Job Description :
Senior Hadoop MapR Administrator / Architect
Location – Dallas, TX
Duration – 6 months +

We are looking for an experienced Hadoop administrator to assist in managing a rapidly growing MapR Distribution Platform in a multi-tenancy environment. This role will work closely with the engineering team and will be responsible for capacity planning, service configuration, cluster expansion, monitoring, tuning, and overall ongoing support of the cluster environment. Responsibility also includes researching and recommending methods and technologies to improve cluster operation and user experience.


Job Responsibilities
Manage the Hadoop distribution on Linux instances, including configuration, capacity planning, expansion, performance tuning and monitoring
Work with data engineering team to support development and deployment of Spark and Hadoop jobs
Work with end users to troubleshoot and resolve incidents with data accessibility
Contribute to the architecture design of the cluster to support growing demands and requirements
Contribute to planning and implementation of software and hardware upgrades
Recommend and implement standards and best practices related to cluster administration
Research and recommend automated approaches to cluster administration
Responsible for Capacity Planning, Infrastructure Planning based on the workloads and future requirements
Install Cloudera-Hadoop for different environments (Dev, Model, Production, Disaster Recovery
Install and configure Kafka to facilitate real-time streaming applications.

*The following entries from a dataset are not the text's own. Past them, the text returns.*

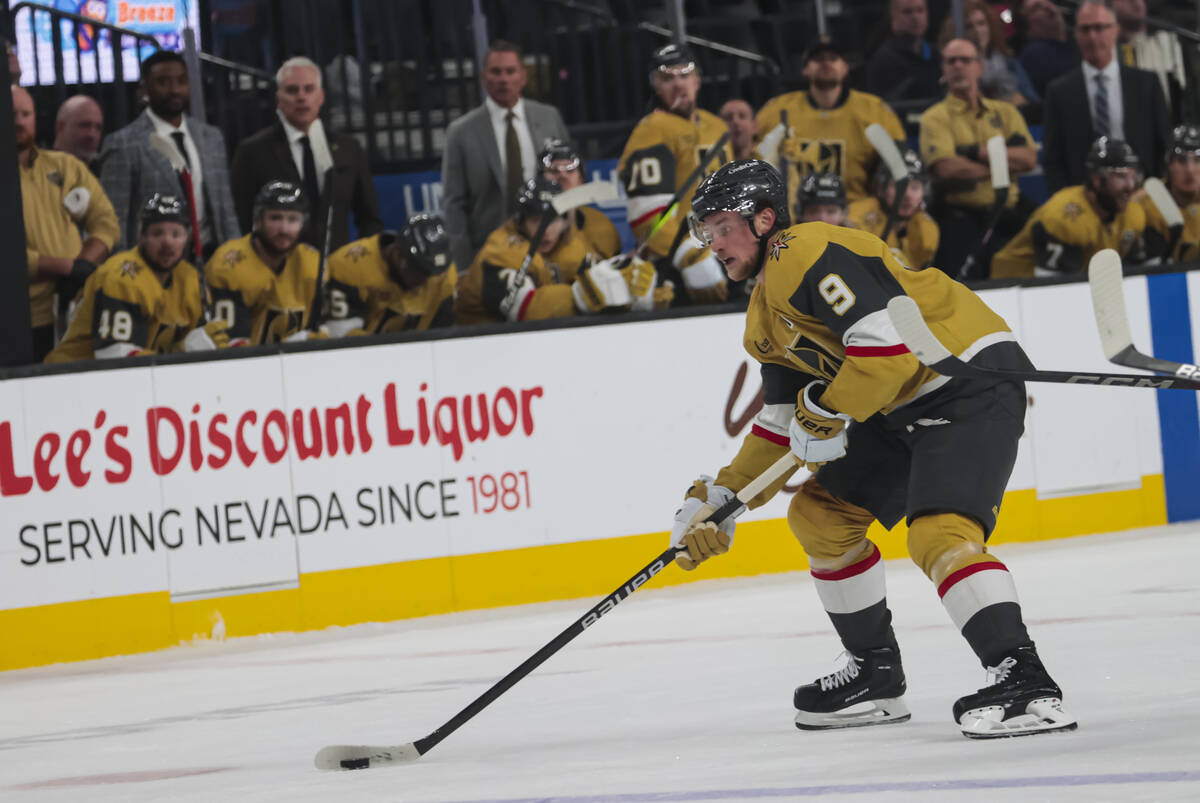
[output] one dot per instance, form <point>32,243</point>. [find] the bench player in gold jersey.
<point>147,299</point>
<point>263,283</point>
<point>393,281</point>
<point>663,150</point>
<point>887,438</point>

Provide support and maintenance and its eco-systems include HDFS, Yarn, Hive, Impala, Spark, Kafka, HBase, MapR Work Bench, Splunk and Power BI.

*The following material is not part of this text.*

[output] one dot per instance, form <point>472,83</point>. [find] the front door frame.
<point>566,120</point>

Work with delivery teams for Provisioning of users into Hadoop.
Implement Hadoop Security like LDAP, Kerberos, Sentry, MapR Key Trustee Server and Key Trustee Management Systems.
Enable Sentry for RBAC (role-based access control) to have a privilege level access to the data in HDFS as per the security policies.

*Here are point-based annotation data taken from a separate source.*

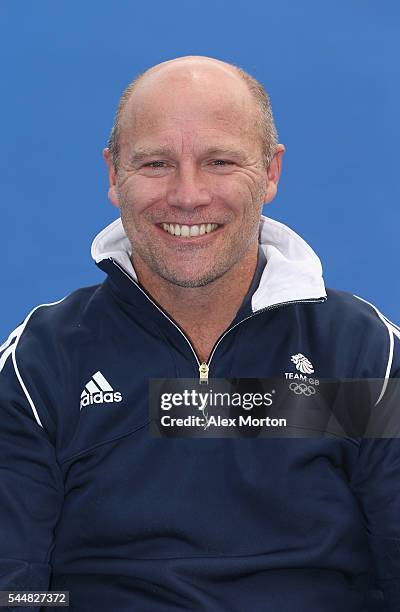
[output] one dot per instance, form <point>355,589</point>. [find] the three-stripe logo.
<point>98,391</point>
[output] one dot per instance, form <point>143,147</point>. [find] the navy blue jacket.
<point>91,503</point>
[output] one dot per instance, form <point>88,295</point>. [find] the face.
<point>191,181</point>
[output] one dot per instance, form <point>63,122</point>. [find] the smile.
<point>187,231</point>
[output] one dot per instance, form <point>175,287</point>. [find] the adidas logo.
<point>99,391</point>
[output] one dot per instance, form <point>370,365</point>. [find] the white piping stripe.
<point>5,356</point>
<point>21,382</point>
<point>11,337</point>
<point>91,387</point>
<point>391,347</point>
<point>102,382</point>
<point>395,329</point>
<point>392,324</point>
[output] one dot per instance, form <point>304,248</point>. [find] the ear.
<point>112,190</point>
<point>273,173</point>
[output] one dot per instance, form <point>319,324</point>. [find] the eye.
<point>221,162</point>
<point>155,164</point>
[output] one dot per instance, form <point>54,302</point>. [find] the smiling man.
<point>196,160</point>
<point>201,286</point>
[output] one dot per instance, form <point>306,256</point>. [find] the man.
<point>198,285</point>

Enable data encryption at rest and at motion with TLS/SSL to meet the security standards.
Support OS patching of cluster nodes.
Design and Implementation of Backup and Disaster Recovery strategy based out of MapR BDR utility for Batch applications and Kafka mirror maker for real-time streaming applications.
Enable the consumers to use the Data in Hive Tables from Power BI desktop as part of the requirement.
Establish the connection to external clients and Impala, so as to enable the consumer group for an easy migration to Hadoop query engines.
Work with Control-M enterprise scheduler to run the Jobs in both Hadoop.
Align with development and architecture teams to propose and deploy new hardware and software environments required for Hadoop and to expand existing environments.
Perform Capacity Planning of Hadoop Cluster .
Optimize and Performance tuning of the cluster by changing the parameters based on the benchmarking results such as Teragen/Terasort.
Implement GIT version control basing out of NFS shared drive for Hadoop and also integrate it to the Eclipse IDE.
Enable Sub-Version (svn) as version control

Qualifications
A minimum of bachelor''s degree in computer science or equivalent.
5+ years'' experience with administering Linux production environment
3+ years'' experience managing full stack Hadoop distribution (preferably MapR), Including monitoring
3+ years'' experience with implementing and managing Hadoop related security in Linux environments (Kerberos, SSL, Sentry, Encryption)
Strong knowledge of Yarn configuration in a multi-tenancy environment. Candidate should have experience with Yarn capacity scheduler.
Strong working knowledge of disaster recovery related to Hadoop platforms
Working knowledge of automation tools
3+ years administration experience with HBase, Spark, Hive, Impala
Strong written and verbal communication skills
Excellent analytical and problem-solving skills
Must have the ability to identify complex problems and review related information to develop and evaluate options and implement solutions.